Email Retention
It is an accepted fact that corporate email includes business records or in certain circumstances, controlled records. CR’s are usually records with privileged information such as social insurance numbers, loan numbers, credit card numbers etc. An email retention policy informs employees what email needs to be archived and for how long.
As much as 75 per cent of a company’s intellectual property is housed within its messaging system. And a recent study by Osterman Research found that the majority of us don’t want to reinvent the wheel every time we’re working on a new message – more than 90 per cent of email users refer to old email when composing new email. An archive offers a company access to a rich repository of corporate knowledge through an easy-to-use search interface.
Your policy for how email and IM will be used and retained by your company should be developed with input from across the organization. Give IT, legal, HR, compliance, customer relations, and administrative departments a seat at the policy planning table – and make sure international divisions of the company have a voice, too.
Policy Management Challenges
As your company embarks on creating policies the following guidelines should be considered when setting guidelines.
- DO create two policies: One for retention of emails and IMs, and another for company-wide usage of email and IM. These will be separate policies, but it’s important that they’re developed side by side. Both should be reviewed and updated annually.
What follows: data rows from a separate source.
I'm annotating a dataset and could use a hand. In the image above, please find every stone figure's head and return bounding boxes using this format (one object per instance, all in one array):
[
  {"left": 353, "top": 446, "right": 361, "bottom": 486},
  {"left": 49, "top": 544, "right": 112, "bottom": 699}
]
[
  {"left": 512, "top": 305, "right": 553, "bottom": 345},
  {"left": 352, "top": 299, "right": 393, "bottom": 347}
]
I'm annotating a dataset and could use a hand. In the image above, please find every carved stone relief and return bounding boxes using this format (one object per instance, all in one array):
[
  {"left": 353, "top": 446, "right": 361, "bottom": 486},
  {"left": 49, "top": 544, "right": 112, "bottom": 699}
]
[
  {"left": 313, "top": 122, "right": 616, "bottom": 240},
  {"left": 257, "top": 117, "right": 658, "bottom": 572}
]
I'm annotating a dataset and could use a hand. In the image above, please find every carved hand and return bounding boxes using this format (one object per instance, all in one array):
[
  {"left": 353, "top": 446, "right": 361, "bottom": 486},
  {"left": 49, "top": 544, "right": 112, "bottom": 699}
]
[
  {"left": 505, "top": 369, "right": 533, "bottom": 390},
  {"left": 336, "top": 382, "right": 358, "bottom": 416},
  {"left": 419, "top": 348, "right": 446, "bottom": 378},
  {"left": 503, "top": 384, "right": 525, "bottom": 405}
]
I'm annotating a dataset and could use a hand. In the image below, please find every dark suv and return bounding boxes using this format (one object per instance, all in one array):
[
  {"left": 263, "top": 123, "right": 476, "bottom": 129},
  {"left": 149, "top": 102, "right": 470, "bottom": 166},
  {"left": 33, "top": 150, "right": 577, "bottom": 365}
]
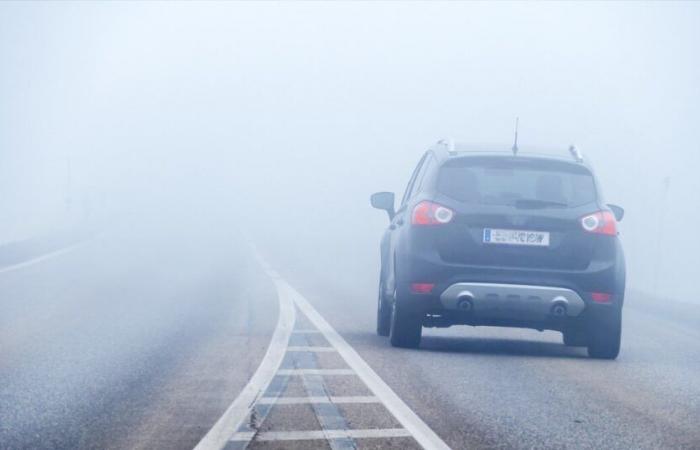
[{"left": 371, "top": 141, "right": 625, "bottom": 359}]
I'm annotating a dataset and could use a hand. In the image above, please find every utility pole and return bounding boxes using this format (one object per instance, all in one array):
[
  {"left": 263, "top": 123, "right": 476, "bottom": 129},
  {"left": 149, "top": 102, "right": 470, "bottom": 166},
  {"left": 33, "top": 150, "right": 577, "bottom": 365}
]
[
  {"left": 65, "top": 156, "right": 73, "bottom": 213},
  {"left": 652, "top": 176, "right": 671, "bottom": 299}
]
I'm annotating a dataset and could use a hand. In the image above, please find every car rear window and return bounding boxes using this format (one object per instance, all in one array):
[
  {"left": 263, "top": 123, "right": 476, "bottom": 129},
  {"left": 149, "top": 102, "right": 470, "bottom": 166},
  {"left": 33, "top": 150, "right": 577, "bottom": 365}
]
[{"left": 437, "top": 157, "right": 596, "bottom": 207}]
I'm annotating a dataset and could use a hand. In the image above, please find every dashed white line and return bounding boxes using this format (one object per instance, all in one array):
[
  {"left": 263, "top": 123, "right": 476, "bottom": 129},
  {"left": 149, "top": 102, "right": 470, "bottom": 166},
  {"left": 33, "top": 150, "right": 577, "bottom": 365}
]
[
  {"left": 195, "top": 280, "right": 296, "bottom": 450},
  {"left": 287, "top": 346, "right": 336, "bottom": 353},
  {"left": 277, "top": 369, "right": 355, "bottom": 376},
  {"left": 231, "top": 428, "right": 411, "bottom": 441},
  {"left": 0, "top": 242, "right": 86, "bottom": 273},
  {"left": 195, "top": 248, "right": 449, "bottom": 450},
  {"left": 280, "top": 274, "right": 450, "bottom": 450},
  {"left": 258, "top": 395, "right": 381, "bottom": 405}
]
- DO communicate your usage policy with all employees: Not just through email, but through face-to-face training and discussion in department meetings. Be specific and detailed. It’s important that everyone in the company understand both appropriate and inappropriate use of email and IM, and that violating usage guidelines is a punishable offence. Employees should also know that copies of everything they send are being archived (this knowledge alone often results in fewer instances of inappropriate messaging).
- DON’T delay archiving in the absence of a retention policy: Ideally, the policy comes first and dictates the parameters of the archive’s setup. But for many companies, a policy can take months to develop and gain consensus on – and most aren’t willing to risk a damaging non-compliance situation or costly eDiscovery process in the meantime. A flexible in-house archiving solution can easily be adapted as your policy takes shape.
Policy Management – How It Works
Managing the day to day policies that pertain to email is a big task, one that if manually performed will consume precious resources; Jatheon’s Plug n Comply appliances have the ability to review messages in real-time for user created rules.
Policies can be applied to all messages received by the archive or just to a random percentage. The Compliance Officer has the ability to also create a severity level for each defined policy. The system will calculate a ‘risk’ factor based on the total number of messages and the policies violated combined with the severity factor. This is displayed to the Compliance Officer in the system overview.